Please post the graph you're talkin' bout


----------



## xrotaryguy (Jul 26, 2007)

http://kellycontroller.com/mot/downloads/ME0913_Performance_Data.pdf


----------



## major (Apr 4, 2008)

xrotaryguy said:


> I have the same graph that everyone else has for the ME0913. The graph doesn't show peak performance though.


It does if you have a 72 volt battery and are limited to 135 amps on the battery  Peak means different things to different folks. This particular motor curve shows performance with the controller for a 72 volt system and goes out to 135 amps DC. If you have a controller with a higher current output and wish to risk the motor at higher loads, just extend the curves to right. This is a PM motor and current and RPM traces are linear. Use the torque speed product with the appropriate units factor to figure power for the extension. 



> It's at 72 V and over only a fraction of the rev range.


It shows the RPM for maximum controller speed output for the load range up to 135 amps DC. The "rev range" is the entire area below the RPM trace. The controller will reduce the voltage and frequency to obtain any RPM in that area. Notice the note at the bottom "The speed is proportional to the applied voltage. For 36VDC, the speed is 1/2." Which means if you ran with a 36 battery you could use the same graph, just cut the RPM scale in half (and power as well).



> Does anyone know of a graph that depicts the peak performance of this motor from zero rpm to 5000 rpm?


For RPM higher than what this graph shows, you have to use a higher voltage battery (and suitable controller). There you ratio the voltage up for the higher RPM just as you ratioed the RPM down for a lower voltage.

For zero RPM, you just ratio the voltage way down.
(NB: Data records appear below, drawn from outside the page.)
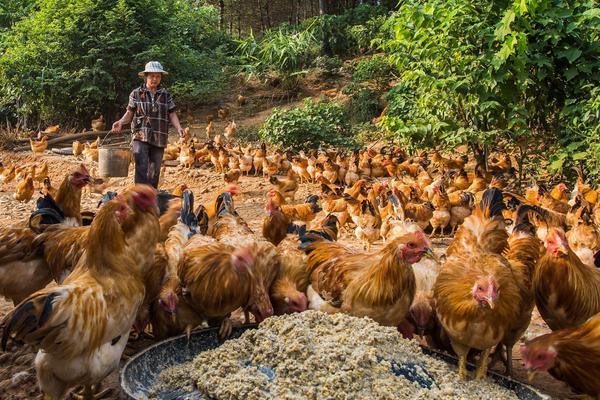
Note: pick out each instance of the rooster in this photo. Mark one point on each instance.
(571, 355)
(287, 187)
(234, 274)
(82, 326)
(567, 291)
(480, 294)
(378, 285)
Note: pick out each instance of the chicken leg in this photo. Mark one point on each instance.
(482, 370)
(462, 352)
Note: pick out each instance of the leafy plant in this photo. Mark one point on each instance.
(482, 72)
(315, 124)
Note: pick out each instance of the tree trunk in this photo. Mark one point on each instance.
(222, 14)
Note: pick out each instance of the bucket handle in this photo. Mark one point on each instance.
(102, 141)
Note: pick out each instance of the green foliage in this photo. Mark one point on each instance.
(364, 103)
(69, 60)
(479, 72)
(376, 69)
(349, 33)
(314, 125)
(328, 66)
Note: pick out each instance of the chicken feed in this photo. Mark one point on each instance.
(313, 355)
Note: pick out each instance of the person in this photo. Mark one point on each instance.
(150, 110)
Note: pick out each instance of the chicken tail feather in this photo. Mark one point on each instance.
(492, 203)
(27, 318)
(187, 215)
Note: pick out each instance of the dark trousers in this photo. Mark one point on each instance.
(147, 162)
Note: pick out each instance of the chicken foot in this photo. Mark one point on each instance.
(483, 363)
(92, 392)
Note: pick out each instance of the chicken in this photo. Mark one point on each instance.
(8, 174)
(378, 285)
(90, 153)
(82, 326)
(232, 176)
(305, 212)
(368, 224)
(186, 155)
(299, 166)
(210, 130)
(567, 291)
(98, 124)
(230, 131)
(287, 187)
(481, 296)
(441, 214)
(24, 190)
(234, 274)
(571, 355)
(48, 189)
(38, 146)
(460, 209)
(259, 158)
(288, 290)
(52, 129)
(275, 224)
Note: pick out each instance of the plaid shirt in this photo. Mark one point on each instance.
(151, 114)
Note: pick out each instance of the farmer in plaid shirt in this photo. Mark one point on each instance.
(150, 110)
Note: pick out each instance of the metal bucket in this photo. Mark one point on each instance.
(113, 161)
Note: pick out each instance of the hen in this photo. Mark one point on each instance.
(570, 355)
(82, 326)
(479, 293)
(378, 285)
(567, 291)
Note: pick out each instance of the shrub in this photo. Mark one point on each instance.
(376, 69)
(315, 124)
(364, 104)
(327, 66)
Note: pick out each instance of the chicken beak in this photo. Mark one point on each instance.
(428, 251)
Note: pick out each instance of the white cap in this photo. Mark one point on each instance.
(153, 66)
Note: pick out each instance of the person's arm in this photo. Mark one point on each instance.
(175, 121)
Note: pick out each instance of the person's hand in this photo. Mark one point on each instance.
(117, 126)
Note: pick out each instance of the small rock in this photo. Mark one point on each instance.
(19, 377)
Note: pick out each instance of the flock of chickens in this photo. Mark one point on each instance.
(163, 265)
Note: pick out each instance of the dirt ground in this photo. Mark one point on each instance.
(17, 375)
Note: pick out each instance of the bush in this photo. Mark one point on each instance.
(315, 124)
(327, 66)
(364, 104)
(376, 69)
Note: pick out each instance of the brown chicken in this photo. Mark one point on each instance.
(570, 355)
(441, 214)
(368, 224)
(275, 224)
(98, 124)
(39, 146)
(24, 190)
(232, 176)
(567, 291)
(378, 285)
(287, 187)
(234, 273)
(91, 314)
(478, 293)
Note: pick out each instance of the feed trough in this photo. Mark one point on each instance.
(140, 373)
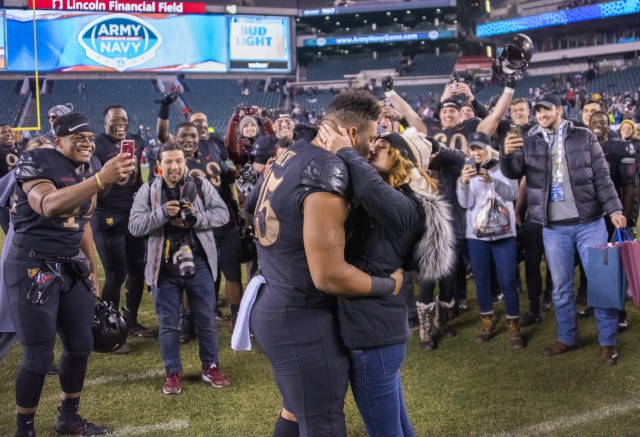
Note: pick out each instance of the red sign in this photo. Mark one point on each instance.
(130, 6)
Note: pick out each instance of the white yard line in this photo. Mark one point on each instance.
(575, 420)
(174, 425)
(125, 378)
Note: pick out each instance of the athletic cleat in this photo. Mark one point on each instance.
(214, 376)
(79, 426)
(488, 330)
(173, 384)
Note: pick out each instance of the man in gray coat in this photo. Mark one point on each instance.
(178, 213)
(569, 190)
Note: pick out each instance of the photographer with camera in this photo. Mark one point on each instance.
(178, 212)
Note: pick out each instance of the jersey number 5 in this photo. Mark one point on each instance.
(266, 222)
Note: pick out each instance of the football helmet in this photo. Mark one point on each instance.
(515, 56)
(109, 328)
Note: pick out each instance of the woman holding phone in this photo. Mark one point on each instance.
(477, 179)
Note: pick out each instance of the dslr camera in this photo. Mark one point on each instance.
(247, 179)
(186, 212)
(183, 257)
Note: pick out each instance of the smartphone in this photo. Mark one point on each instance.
(128, 146)
(515, 130)
(470, 161)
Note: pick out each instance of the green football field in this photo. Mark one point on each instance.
(460, 389)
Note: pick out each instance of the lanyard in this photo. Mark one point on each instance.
(556, 167)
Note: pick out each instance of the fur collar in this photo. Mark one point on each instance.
(434, 254)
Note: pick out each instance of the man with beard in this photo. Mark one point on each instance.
(121, 253)
(47, 269)
(299, 223)
(568, 191)
(622, 167)
(204, 160)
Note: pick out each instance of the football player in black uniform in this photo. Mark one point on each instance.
(47, 275)
(121, 253)
(299, 223)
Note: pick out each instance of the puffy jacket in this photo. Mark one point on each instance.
(588, 173)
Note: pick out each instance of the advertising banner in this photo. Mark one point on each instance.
(123, 42)
(378, 38)
(152, 7)
(75, 41)
(259, 43)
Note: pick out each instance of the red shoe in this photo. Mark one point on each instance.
(214, 376)
(173, 384)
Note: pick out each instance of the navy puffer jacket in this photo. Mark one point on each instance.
(588, 172)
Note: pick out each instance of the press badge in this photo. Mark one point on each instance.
(556, 193)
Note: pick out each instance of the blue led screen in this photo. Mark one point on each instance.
(585, 13)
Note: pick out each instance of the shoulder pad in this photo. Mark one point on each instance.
(34, 164)
(327, 173)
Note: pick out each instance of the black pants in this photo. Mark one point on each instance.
(309, 361)
(70, 313)
(122, 256)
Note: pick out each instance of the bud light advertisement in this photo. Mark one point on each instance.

To zero volts at no load, which is off. But down to just a few volts for zero RPM while producing torque using the current torque trace on the graph.



> Maybe there is a way to extrapolate that data from multiple other graphs?


I think all the information you need is there. Well except for thermal suitability or how long the motor will operate at load before it reached rated temperature.

Regards,

major


----------



## xrotaryguy (Jul 26, 2007)

Major, thanks for the input. I really need to study motor theory more. 

Thanks again.


----------



## strantor (Sep 4, 2011)

have you contacted motoenergy with this question?

In my limited experience (one time) I have sent an email to [email protected] and got a very informative reply from John Fiorenza within 15min. 

I have read in other forums that others had the same experience.


----------